I’ll try to clarify the output a bit and tag @ivirshup here.

sc.pp.neighbors produces two main results, which it indeed stores in the ad.obsp:

  1. A distance matrix in adata.obsp['distances']. This matrix has shape (n_obs, n_obs): for each observation, only n_neighbors-1entries will be non-zero. The nearest neighbor of an observation, itself with distance 0, is discarded, hence the -1. It is probably what you have been thinking of in your description.

  2. A connectivity graph in adata.obsp['connectivity']. This graph has shape (n_obs, flexible), where the flexible number of connections for each observation are determined during the UMAP algorithm.

Hence if you’re interested in the distance matrix, adata.obsp['distances'] would be what you’re looking for! Coming back to your code example, here the test should be a pass:

# Import packages

import scanpy as sc
import anndata as ad
import numpy as np

# set random seed
np.random.seed(42)

# create dummy data
adata = ad.AnnData(shape=(1000,1))
adata.obsm['rep'] = np.random.random(size = (1000,2))

# get spatial connectivities
k = 10
sc.pp.neighbors(adata, n_neighbors=k, use_rep = 'rep', knn = True)

# get and count connectivities for each cell
gr = adata.obsp['distances']
nn = (np.array(gr.todense()) > 0).sum(axis=1).flatten()

# check if neighbors are equal to k-1
np.testing.assert_equal(nn, k-1)

Might actually try to clarify this in documentation, small PR addressing this will follow soon.

How does that sound to you?

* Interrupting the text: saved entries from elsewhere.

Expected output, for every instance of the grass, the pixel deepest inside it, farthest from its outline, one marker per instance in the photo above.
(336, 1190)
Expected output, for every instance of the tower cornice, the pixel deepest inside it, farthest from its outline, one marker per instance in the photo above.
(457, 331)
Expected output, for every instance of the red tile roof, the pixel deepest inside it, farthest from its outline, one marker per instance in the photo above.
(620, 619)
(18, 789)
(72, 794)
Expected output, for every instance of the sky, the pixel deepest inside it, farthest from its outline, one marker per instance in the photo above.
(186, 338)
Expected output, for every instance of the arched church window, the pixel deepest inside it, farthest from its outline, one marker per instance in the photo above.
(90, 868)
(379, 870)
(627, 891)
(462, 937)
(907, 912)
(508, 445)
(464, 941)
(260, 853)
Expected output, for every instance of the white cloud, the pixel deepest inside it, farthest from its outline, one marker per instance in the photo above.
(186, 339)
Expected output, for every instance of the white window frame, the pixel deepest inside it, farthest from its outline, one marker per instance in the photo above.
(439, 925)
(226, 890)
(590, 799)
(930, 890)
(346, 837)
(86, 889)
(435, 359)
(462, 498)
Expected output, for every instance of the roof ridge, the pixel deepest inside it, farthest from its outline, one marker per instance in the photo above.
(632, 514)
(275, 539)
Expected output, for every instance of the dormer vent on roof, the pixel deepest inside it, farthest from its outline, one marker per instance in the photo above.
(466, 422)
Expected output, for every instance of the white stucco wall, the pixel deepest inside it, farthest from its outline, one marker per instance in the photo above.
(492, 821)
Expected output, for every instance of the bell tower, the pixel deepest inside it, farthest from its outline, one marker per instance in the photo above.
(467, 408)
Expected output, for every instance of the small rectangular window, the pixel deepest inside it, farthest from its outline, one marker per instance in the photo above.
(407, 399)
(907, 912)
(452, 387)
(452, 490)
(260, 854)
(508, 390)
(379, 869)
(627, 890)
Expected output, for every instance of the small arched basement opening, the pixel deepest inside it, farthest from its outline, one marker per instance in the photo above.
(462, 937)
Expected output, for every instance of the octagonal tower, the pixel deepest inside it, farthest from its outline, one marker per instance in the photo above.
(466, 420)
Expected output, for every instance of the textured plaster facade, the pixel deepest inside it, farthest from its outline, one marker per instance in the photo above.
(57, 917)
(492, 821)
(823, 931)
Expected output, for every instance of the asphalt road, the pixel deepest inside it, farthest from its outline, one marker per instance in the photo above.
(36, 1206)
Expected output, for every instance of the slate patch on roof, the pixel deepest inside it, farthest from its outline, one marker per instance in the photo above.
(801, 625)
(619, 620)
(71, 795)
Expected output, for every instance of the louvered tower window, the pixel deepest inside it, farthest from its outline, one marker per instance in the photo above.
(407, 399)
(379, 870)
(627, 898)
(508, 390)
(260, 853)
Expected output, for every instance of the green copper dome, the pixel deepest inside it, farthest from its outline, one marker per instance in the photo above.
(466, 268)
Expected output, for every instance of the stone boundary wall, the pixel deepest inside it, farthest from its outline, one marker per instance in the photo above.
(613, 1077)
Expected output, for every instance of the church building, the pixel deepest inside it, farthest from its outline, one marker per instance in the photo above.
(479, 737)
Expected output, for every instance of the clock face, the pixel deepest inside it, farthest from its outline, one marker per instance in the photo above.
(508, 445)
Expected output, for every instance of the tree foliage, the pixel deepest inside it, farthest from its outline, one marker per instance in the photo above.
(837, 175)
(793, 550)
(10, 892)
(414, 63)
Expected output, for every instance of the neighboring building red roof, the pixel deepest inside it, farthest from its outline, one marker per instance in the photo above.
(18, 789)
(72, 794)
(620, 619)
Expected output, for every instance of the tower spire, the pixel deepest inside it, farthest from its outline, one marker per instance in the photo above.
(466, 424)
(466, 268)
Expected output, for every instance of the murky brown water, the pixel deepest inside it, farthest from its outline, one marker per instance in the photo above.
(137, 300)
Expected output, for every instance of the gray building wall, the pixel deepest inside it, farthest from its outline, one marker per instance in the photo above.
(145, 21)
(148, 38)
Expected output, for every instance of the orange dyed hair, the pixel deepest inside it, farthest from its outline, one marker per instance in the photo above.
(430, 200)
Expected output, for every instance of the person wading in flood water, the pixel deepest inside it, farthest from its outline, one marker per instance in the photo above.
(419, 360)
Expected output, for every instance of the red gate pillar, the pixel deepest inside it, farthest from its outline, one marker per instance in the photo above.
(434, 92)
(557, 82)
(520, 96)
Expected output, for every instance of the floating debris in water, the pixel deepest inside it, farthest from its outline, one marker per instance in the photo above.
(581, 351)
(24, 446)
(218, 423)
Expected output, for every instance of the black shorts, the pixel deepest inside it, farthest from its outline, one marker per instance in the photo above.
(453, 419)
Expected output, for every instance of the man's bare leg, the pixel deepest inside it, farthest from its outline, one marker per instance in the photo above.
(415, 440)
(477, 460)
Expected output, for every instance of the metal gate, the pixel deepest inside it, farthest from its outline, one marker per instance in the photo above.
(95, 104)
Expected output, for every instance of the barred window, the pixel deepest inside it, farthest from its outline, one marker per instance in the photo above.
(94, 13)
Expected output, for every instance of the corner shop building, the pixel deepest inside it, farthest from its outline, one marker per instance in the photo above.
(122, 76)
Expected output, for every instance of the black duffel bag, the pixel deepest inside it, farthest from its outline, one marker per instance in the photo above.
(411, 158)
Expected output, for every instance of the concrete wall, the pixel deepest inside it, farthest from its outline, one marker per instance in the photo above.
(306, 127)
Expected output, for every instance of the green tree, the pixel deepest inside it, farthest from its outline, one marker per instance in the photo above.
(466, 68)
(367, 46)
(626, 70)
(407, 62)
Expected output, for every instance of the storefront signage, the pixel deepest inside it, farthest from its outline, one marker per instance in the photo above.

Please persist if you think I miss the point!

That being said, I think that the computation of the distance matrix and the connectivity graph are both correct.

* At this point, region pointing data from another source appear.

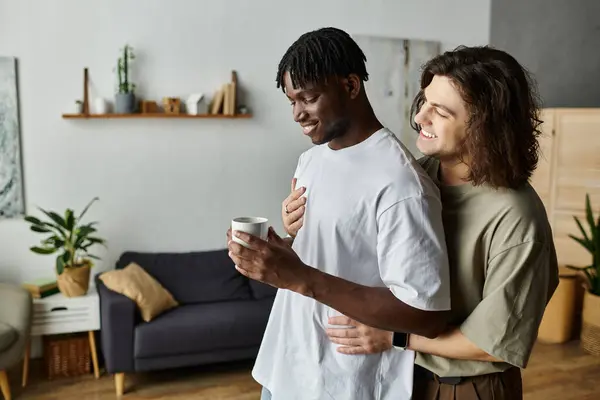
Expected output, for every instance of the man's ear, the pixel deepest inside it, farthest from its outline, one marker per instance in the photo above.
(353, 85)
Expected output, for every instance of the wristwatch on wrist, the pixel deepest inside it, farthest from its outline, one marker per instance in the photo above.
(400, 340)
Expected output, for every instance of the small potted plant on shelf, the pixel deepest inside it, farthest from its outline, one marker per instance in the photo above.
(68, 236)
(590, 332)
(125, 96)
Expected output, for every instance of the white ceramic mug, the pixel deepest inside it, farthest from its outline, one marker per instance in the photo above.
(256, 226)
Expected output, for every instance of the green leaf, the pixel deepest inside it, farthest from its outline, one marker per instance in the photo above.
(85, 231)
(43, 250)
(87, 207)
(33, 220)
(54, 241)
(55, 217)
(69, 220)
(60, 265)
(584, 243)
(590, 218)
(40, 229)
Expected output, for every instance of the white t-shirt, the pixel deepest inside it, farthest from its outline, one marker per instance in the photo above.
(373, 217)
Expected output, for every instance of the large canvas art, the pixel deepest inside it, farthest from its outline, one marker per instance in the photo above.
(394, 67)
(11, 177)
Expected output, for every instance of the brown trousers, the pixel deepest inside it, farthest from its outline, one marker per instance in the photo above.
(505, 385)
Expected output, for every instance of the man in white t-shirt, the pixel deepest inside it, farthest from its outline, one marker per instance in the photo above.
(372, 243)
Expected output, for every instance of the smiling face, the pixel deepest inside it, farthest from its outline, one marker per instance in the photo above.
(321, 110)
(443, 120)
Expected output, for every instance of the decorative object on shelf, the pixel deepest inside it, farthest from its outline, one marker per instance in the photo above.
(125, 96)
(195, 104)
(172, 105)
(78, 108)
(225, 100)
(12, 202)
(590, 331)
(72, 239)
(100, 106)
(148, 107)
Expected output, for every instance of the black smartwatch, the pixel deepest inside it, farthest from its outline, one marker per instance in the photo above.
(400, 340)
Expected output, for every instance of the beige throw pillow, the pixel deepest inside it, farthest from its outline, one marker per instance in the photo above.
(134, 282)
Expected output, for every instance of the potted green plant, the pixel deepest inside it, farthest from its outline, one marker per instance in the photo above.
(125, 96)
(67, 235)
(590, 332)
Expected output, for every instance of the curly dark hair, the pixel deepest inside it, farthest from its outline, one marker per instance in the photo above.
(501, 143)
(320, 54)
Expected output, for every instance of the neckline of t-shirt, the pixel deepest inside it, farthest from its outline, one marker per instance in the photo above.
(357, 147)
(453, 190)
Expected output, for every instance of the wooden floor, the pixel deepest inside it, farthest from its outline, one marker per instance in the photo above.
(560, 372)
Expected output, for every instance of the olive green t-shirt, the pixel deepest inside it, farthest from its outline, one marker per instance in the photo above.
(503, 271)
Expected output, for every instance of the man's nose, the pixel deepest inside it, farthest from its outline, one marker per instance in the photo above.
(299, 112)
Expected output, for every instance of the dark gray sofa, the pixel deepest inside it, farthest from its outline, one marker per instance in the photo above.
(222, 315)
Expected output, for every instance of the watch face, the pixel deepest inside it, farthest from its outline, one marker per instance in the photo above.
(400, 340)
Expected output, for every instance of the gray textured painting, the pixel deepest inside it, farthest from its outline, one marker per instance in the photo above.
(394, 67)
(11, 184)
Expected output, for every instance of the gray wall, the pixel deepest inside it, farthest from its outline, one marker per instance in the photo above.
(558, 41)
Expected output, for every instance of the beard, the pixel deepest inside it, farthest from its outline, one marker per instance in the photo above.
(333, 130)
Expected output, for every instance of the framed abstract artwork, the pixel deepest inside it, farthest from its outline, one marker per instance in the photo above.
(12, 202)
(394, 66)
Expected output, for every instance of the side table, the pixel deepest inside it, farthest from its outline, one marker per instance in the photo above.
(57, 314)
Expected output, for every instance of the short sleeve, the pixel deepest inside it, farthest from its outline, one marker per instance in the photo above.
(411, 249)
(518, 285)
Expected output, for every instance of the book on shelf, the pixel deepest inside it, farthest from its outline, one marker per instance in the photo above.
(41, 288)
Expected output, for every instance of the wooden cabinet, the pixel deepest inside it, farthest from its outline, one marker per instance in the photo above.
(569, 167)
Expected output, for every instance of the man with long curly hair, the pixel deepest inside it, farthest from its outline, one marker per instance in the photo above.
(477, 118)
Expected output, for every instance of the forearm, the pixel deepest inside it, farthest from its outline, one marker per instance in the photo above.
(376, 307)
(451, 344)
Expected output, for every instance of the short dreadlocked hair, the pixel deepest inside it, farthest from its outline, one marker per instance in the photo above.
(319, 54)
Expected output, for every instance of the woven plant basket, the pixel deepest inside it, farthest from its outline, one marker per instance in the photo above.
(74, 282)
(590, 330)
(67, 355)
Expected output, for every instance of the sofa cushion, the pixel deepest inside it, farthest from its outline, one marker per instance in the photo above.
(8, 335)
(197, 328)
(134, 282)
(193, 277)
(262, 290)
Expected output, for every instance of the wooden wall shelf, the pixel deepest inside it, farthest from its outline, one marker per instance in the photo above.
(156, 115)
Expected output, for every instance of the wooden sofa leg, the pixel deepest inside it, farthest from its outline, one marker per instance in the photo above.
(119, 382)
(4, 385)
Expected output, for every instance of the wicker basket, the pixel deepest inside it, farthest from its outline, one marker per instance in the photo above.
(590, 332)
(67, 355)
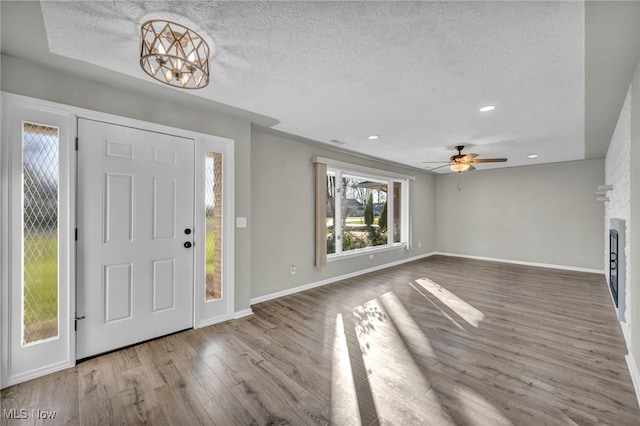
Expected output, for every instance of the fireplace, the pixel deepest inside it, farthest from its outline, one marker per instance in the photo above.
(617, 265)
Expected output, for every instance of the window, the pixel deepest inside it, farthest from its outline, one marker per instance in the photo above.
(365, 209)
(40, 232)
(213, 225)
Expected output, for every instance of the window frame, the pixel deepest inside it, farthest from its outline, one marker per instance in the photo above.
(339, 168)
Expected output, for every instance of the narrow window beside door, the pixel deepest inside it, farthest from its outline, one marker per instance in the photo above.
(40, 148)
(213, 222)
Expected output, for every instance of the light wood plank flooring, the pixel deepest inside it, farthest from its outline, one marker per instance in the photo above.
(440, 341)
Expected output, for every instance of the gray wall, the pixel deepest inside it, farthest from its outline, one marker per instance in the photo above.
(282, 229)
(542, 214)
(634, 259)
(26, 78)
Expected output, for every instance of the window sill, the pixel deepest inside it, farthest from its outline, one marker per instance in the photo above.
(365, 252)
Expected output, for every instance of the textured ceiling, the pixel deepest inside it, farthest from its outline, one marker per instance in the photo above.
(414, 73)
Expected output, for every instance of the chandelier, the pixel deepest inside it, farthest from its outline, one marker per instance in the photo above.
(174, 54)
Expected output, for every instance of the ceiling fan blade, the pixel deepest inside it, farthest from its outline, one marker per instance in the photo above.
(439, 167)
(488, 160)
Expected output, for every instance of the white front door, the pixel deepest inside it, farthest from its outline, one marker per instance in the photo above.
(135, 231)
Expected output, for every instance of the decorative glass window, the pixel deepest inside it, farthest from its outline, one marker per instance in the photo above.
(40, 177)
(213, 223)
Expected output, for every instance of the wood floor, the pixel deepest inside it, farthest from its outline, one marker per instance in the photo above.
(441, 341)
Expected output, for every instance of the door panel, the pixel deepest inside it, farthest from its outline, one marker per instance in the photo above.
(135, 198)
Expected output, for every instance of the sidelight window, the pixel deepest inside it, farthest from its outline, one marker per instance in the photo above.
(213, 222)
(40, 182)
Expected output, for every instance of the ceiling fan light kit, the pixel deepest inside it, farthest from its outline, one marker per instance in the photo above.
(462, 162)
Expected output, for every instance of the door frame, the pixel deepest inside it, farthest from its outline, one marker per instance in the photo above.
(12, 102)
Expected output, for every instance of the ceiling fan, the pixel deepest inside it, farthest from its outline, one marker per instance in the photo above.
(462, 162)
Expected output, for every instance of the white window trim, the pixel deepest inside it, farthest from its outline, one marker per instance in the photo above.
(340, 167)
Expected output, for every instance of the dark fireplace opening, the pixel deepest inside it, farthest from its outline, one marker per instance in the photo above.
(613, 265)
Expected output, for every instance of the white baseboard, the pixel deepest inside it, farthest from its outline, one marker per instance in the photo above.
(518, 262)
(309, 286)
(243, 313)
(216, 320)
(635, 374)
(39, 372)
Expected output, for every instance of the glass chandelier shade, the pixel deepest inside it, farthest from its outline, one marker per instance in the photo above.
(460, 167)
(174, 54)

eroell commented 1 year ago

At the moment I believe this might be more of a documentation issue rather than a bug so I changed the label - if you'd have a follow-up or related issue kindly let me know :)

eroell commented 1 year ago

We will close the issue for now, hopefully this has been addressed helpfully :)

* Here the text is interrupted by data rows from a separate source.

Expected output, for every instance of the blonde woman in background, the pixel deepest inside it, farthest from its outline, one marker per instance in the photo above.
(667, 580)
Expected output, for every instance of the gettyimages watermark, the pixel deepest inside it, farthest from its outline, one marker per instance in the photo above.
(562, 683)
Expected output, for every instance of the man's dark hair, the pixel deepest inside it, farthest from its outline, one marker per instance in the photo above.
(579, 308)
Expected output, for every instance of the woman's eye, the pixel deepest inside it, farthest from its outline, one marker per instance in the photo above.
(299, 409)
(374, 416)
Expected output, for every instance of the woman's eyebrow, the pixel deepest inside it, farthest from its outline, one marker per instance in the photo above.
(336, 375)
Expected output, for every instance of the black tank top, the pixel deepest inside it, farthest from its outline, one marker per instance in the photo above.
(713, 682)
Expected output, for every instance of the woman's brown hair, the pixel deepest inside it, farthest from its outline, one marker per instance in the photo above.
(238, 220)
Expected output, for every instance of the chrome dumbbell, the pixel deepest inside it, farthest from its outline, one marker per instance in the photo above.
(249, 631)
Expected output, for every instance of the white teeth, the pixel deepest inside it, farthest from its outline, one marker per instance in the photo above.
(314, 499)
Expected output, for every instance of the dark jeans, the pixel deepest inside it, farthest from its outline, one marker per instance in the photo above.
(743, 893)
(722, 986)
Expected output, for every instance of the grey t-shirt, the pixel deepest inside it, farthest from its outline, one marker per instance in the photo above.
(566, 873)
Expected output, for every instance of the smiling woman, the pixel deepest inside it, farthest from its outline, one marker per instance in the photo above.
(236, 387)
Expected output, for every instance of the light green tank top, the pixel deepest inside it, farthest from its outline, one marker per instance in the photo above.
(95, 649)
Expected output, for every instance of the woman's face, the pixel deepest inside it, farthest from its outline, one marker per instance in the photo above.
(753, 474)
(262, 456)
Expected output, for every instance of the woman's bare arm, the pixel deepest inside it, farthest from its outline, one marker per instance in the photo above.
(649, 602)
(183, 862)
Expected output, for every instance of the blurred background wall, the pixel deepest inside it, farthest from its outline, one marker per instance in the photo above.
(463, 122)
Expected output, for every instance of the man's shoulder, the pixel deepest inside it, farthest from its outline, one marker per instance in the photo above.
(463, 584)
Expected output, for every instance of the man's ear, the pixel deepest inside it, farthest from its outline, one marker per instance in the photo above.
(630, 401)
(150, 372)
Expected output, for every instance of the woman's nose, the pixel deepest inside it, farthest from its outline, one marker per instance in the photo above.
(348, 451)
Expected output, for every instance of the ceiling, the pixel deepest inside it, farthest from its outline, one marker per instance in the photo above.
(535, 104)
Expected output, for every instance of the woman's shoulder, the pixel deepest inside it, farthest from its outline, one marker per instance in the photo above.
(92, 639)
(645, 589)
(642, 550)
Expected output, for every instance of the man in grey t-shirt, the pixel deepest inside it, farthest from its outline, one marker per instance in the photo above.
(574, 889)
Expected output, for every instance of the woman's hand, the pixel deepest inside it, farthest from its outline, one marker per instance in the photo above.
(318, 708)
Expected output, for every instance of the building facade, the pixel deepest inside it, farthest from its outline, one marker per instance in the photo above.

However, please don't hesitate to reopen this issue or create a new one if you have any more questions or run into any related problems in the future.

Thanks for being a part of our community! :)

almaan commented 1 year ago

Hej,

first of all, sorry for a slow reply. Thank you @eroell for the explanation, that fully makes sense - but as you're saying, perhaps a clarification in the documentation would make sense. I wasn't the only one in my team confused by this.

Thank you for maintaining this package and all the great work you guys are doing!

eroell commented 1 year ago

Hi,

thanks a lot for the follow-up here! Happy to hear the explanation made sense - Hopefully the change in the doc adds some clarification from the start.

Thanks for being a part of this community!